Zapata y sus historiadores
El movimiento campesino de Emiliano Zapata en Morelos fue una de las corrientes centrales de la Revolución Mexicana. Para muchos, desde Octavio Paz hasta Adolfo Gilly, aquella rebelión era portadora de la esencia del fenómeno revolucionario, de su ángulo más radical y genuino, ya que aspiraba a una transformación de la estructura de la propiedad agraria, sobre bases comunales, que reconciliaría al país con su pasado.
Los primeros historiadores del zapatismo fueron sus propios intelectuales: Gildardo Magaña, Antonio Díaz Soto y Gama, Octavio Paz Solórzano, Manuel Palafox. Algunos de ellos, como Magaña y Soto y Gama, sobrevivieron al asesinato de Zapata en 1919 y al desmembramiento del Ejército Libertador del Sur y se convirtieron en figuras visibles del Estado post-revolucionario. Magaña y Soto y Gama escribieron libros clásicos sobre Zapata y el agrarismo en México, que siguen siendo fuente de la historiografía más actualizada.

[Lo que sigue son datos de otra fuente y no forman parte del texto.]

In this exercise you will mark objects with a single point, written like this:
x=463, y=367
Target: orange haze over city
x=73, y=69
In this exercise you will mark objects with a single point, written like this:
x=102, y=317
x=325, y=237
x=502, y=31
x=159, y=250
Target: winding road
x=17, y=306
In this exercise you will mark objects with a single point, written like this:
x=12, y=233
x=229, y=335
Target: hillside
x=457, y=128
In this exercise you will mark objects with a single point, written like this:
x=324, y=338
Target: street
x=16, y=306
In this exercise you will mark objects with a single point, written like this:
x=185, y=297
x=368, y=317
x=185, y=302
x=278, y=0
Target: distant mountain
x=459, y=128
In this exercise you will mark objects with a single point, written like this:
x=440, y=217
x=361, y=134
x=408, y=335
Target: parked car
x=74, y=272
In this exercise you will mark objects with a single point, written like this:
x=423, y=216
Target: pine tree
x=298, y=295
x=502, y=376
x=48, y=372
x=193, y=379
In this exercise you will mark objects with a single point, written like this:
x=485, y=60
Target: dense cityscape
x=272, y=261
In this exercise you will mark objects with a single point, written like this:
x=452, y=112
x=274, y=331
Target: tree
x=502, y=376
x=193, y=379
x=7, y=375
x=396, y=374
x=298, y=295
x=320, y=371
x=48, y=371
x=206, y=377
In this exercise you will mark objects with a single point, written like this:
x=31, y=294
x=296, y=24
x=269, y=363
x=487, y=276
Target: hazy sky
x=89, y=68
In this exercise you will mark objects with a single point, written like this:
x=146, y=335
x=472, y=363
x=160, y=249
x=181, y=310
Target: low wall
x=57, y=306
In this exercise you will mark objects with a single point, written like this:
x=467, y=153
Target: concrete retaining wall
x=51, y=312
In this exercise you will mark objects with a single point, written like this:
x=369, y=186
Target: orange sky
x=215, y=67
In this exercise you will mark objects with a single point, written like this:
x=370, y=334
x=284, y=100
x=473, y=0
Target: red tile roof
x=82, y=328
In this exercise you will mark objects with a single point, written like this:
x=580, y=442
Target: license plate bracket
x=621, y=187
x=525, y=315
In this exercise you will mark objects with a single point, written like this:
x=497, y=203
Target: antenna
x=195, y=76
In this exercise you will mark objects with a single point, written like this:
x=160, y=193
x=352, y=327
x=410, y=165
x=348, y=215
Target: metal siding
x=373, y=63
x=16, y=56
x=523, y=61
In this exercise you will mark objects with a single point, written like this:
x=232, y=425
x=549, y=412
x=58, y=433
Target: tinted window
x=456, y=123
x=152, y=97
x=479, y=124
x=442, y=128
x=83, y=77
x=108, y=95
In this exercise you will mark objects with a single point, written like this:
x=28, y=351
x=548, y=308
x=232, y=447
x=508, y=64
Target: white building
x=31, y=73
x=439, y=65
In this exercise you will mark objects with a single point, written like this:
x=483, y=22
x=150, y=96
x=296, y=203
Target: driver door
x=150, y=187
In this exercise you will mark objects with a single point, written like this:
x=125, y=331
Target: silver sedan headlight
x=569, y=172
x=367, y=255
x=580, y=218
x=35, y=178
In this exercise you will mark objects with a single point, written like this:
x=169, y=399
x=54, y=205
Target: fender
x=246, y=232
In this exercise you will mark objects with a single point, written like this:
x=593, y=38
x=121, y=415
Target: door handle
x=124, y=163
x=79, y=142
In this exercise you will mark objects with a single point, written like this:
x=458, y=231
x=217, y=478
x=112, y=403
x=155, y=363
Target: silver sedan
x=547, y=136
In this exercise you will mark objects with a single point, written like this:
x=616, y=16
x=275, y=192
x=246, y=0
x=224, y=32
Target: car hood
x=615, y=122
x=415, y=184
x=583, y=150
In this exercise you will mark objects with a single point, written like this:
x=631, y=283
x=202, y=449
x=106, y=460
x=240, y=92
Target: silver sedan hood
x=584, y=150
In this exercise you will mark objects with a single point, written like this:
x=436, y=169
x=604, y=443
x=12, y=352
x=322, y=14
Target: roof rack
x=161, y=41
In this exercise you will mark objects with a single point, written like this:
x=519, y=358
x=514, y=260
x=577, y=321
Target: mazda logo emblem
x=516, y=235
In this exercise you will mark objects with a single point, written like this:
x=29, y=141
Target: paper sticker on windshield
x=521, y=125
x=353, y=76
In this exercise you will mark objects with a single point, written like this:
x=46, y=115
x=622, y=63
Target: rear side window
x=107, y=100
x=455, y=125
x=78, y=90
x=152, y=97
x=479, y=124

Luego de las biografías en tono de santoral laico del poeta estridentista Germán Liszt Arzubide o del cronista de la Ciudad de México Baltasar Dromundo en los años 20 y 30, comenzaron a aparecer los primeros estudios monográficos profesionales: Raíz y razón de Zapata de Jesús Sotelo Inclán, el Zapata de Mario Mena en 1959, el de Porfirio Palacios en 1960, el de Alberto Morales Jiménez en 1961. Algunas de aquellas biografías, como la de Mena, insinuaban una ruta revisionista al destacar un trasfondo católico en Zapata, contrapuesto al jacobinismo de Montaño y Soto y Gama.
Hito de la renovación de los estudios zapatistas fue Zapata y la Revolución Mexicana (1969) de John Womack Jr., publicado por Arnaldo Orfila en Siglo XXI, el mismo año de su aparición en inglés. El libro de Womack fue muchas cosas a la vez: un relato biográfico y una interpretación histórica, un mapa de los actores del conflicto campesino en Morelos y una radiografía de la Revolución Mexicana. Lamentablemente, la célebre primera oración de aquel clásico —“este es un libro acerca de unos campesinos que no querían cambiar y que, por eso mismo, hicieron una revolución”— se prestó a equívocos que llegan hasta hoy.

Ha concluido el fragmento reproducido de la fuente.